İrsen Küçük’ün hala Parti Başkanı olduğu koşullarda, Saray odaklarının amacı, UBP’yi o dönem için hükümetin ortağı yaptırmamaktı. Çünkü çok iyi biliyorlardı ki İrsen Küçük’le birlikte, Kurultay’da seçilen UBP yönetimi, başsız kaldığı o ortamda, tekrardan Saray yörüngesine girebilirdi. Bunu için kısa bir zamana ihtiyaç vardı. Nitekim öyle oldu.

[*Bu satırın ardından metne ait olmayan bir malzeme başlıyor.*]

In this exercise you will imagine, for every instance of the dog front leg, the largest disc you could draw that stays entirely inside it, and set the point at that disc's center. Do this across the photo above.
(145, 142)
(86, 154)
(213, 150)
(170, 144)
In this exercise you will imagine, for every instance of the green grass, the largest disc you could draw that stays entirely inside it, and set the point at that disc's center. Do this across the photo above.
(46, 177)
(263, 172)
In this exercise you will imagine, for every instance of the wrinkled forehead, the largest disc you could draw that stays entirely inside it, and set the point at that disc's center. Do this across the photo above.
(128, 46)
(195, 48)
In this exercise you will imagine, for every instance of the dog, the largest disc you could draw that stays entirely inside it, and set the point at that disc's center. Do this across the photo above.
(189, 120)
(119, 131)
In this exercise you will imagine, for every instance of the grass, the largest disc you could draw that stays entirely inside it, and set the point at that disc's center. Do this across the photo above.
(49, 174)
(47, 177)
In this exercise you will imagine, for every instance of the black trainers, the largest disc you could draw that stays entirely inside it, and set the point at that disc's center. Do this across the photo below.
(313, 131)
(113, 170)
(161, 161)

Sayın Özgürgün’ün seçilmesinden sonra, dün, İrsen Küçük’e dönük “el pençe divan” duran bazı UBP milletvekilleri onun aleyhine açıklamalar yaptı. Birleştirici harç da belli idi. Milliyetçi söylemler..

Sonuçta, CTPBG-DPUG Hükümeti kuruldu. Bugün Serdar Denktaş çok rahat açıklıyor.  “Hükümet kurulduktan sonra CTPBG ile aramızda oluşan huzursuzluk şimdi artık aşıldı” diyor. Çünkü bu huzursuzluk bilerek yapılıyordu. Bu oluşan ortam üzerine, kuruluşunun ertesi ayından itibaren; hükümetin gitmeyeceği söylemleri başladı. Böylece daha yeni kurulan CTPBG-DPUG hükümeti için artık, her Allahın günü, ömür biçilmesinin ortamı sağlandı. Böylece, “Mühendisler” zaman kazanırken,  ittifakını oluşturma ortamının hazırlanması ve oluşur oluşmazda, UBP- DPUG birliğine dayalı hükümet için, “hah işte, artık yeter” dedirtmek için bunlar yapılıyordu.

“Mühendisler” projelerine uygun kağıt kalem bulduklarını sandılar. Bunda da esas  tetikleyici de Kıbrıs sorunu idi. Çünkü, Güneydeki seçimlerden sonra, iki yıl duran Kıbrıs sorunundaki  görüşmelerin yeniden başlayacağı açıktı.  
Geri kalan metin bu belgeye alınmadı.